Beck hesitated, then said, “All right. Just be sure everyone knows what happened and caution them—”

“Oh, they already know, Mr. Merchant. Word of something like that travels fast.”

Of course it would. Beck gave George Robson a cursory nod, then turned and went back the way he’d come. His shirt was stuck to his back. He could feel rivulets of sweat sliding down his ribs. He’d been on the shop floor less than five minutes and was drenched with perspiration. His lungs were laboring to expel the hot air he inhaled. These men withstood these conditions for eight hours, unless they worked a double shift to earn overtime.

As he walked past the machine with the white cross painted on it, he paused, wondering if George Robson had ever thought to ask what that cross signified. Or if he had ever even noticed it. Sayre had.

Beck slowed his pace and then came to a complete stop. He pondered the emblem for several seconds and thought about the tragedy it commemorated. Then he did an abrupt about-face and quickly retraced his steps to Fred Decluette and the safety director.

“Christ, this will make news.” Huff moved his lips as though clamping a cigarette between them. “The media will have a field day just like they did the last time someone got hurt on the job.”

From across the ICU room, Chris said, “Beck should have waited a few more days before telling you.”

Huff practically snarled. “Of course he should have told me. He should have told me last night, and not waited till this morning. It’s my foundry. It’s got my name on it. Would you rather me read about it in the newspaper? Hear it on the five o’clock news? I had to know, and Beck realized that.”

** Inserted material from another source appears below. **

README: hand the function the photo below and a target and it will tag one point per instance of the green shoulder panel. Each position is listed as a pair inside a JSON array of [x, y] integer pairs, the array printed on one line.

Chris noted that Beck had remained silent while Huff ranted over the news of Billy Paulik’s accident. Although Beck had had to break the bad news to Huff, Huff wasn’t ready to shoot the messenger. Rather, Beck had his wholehearted approval and trust, and to Chris that was a bit galling.

“Paulik’s medical bills will be through the roof,” Huff said. “The premiums on our workmen’s comp insurance will go up because of this.”

“Mrs. Paulik may not file,” Beck said, speaking for the first time. “She told me she wasn’t going to.”

Huff reeled off a stream of vulgarities. He knew what Alicia Paulik’s failure to file an insurance claim portended for Hoyle Enterprises, and so did Chris. He was perturbed with Beck for springing this on them. “Why didn’t you tell me this last night?”

“You didn’t ask.”

“I shouldn’t have had to ask, and I resent the omission.”

“We were both exhausted, Chris. It had already been a hellish day. I didn’t feel like going into it.”

Huff cut their argument short by asking, “You think she intends to sue us, Beck?”

“That was her line last night. She may have changed her mind by now. I hope so.”

“If she sues, how much do you think it’ll cost us?”